Wednesday October 10, 2018
Today was a beautiful evening at the Davis Farmer’s Market with a very pleasant 76 degrees (24 Celsius) and what a great day to launch my first blog posting. Sanne Fettinger invited me to attend the screening of Bicycle Revolution hosted by Bike Davis at the US Bicycling Hall of Fame. The documentary is really insightful to what it takes to make a city or a chain of cities bicycle friendly. A professor in the Claremont College system taught a class with15 students where the instruction occurred on the bicycle, instead of in the classroom, in an effort to get 12 cities in Southern California to embrace bicycling and update infrastructure to include bicycle lanes. It was amazing to watch this documentary in a city that had a similar dilemma half a century ago. Davis was a much much smaller city back in the sixties and it was easier to build the infrastructure to allow for a bicycle friendly mode of transportation. This type of bike system makes people feel safe which helps promote and encourage people to make bicycling a main mode of transportation. Professor Susan Handy, with the UCD’s Institute of Transportation Studies and former major Rob Davis talk on a panel about surveys that have been done to instill the mentality “I like to bike” that will lead to people becoming more inclined to bike.
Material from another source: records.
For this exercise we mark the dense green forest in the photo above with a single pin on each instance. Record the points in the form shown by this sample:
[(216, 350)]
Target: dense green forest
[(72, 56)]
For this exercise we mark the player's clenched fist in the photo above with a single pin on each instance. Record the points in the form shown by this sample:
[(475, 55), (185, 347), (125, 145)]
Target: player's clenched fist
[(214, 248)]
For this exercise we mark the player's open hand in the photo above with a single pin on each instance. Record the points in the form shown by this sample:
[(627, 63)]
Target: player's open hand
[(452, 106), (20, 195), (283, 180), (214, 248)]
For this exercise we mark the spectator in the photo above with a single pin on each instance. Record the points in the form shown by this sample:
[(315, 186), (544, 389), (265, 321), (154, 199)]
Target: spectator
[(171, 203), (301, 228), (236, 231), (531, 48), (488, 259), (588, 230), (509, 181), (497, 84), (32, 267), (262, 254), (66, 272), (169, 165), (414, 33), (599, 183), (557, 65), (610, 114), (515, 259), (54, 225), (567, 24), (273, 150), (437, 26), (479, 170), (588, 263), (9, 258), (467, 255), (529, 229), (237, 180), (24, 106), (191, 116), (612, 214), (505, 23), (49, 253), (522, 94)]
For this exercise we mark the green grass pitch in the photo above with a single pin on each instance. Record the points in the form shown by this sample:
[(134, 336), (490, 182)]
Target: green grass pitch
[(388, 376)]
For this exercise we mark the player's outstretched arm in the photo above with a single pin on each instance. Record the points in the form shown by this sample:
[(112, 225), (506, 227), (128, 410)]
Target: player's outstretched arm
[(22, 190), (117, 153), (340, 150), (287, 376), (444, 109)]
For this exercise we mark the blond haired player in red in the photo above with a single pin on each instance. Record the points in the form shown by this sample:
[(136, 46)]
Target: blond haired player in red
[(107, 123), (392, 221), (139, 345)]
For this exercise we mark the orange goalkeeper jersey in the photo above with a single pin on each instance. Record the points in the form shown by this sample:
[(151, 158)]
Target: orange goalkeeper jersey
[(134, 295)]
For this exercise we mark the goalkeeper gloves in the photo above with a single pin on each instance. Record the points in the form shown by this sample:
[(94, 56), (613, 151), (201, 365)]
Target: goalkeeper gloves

The new Jump Bike program is a great way to get people who are new to Davis and haven’t ridden a bike on a regular basis before to get the feel of riding an electric bicycle and to discover the pleasures of enjoying nature while getting to where you need to go. The Jump Bike program has been so successful that most bikes are in use and Jump Bike will be adding more bikes to the program in Davis.
In the documentary, the Claremont students would go to the various city council meetings to raise awareness of bicycling safety and encouraging the cities to update their infrastructure of include bike paths, and they would get many comments “well this isn’t from Copenhagen”. The big take away from this documentary is that these changes have become necessary as the traffic congestion keeps getting worse and public transportation are not real viable options. I feel really grateful to be living in Davis where engineers did go to Copenhagen back in the 1960’s to study the bicycle systems. Today, Davis City Council members were not at this event because they are in Amsterdam to see how the bicycle system works there. When I came to Davis in the 70’s directly from the Copenhagen suburbs, I took this kind of culture for granted and it wasn’t until I moved to New York state that I realized that safe bicycling wasn’t a norm in the U.S. Suddenly the independence of getting to extracurricular activities was gone and became a dependence on someone who was old enough to drive a car and who also had the time to drive all over the place. The love for Davis grew even stronger.
Attending this event tonight made me aware that it takes a constant force to keep this gem going. Bike lanes and bike paths need to be maintained and we can’t passively sit back and say, “well it has been achieved, so the job is done”. The current bike path maintenance is a topic for another day. Today was a beautiful day and a nice bike ride home.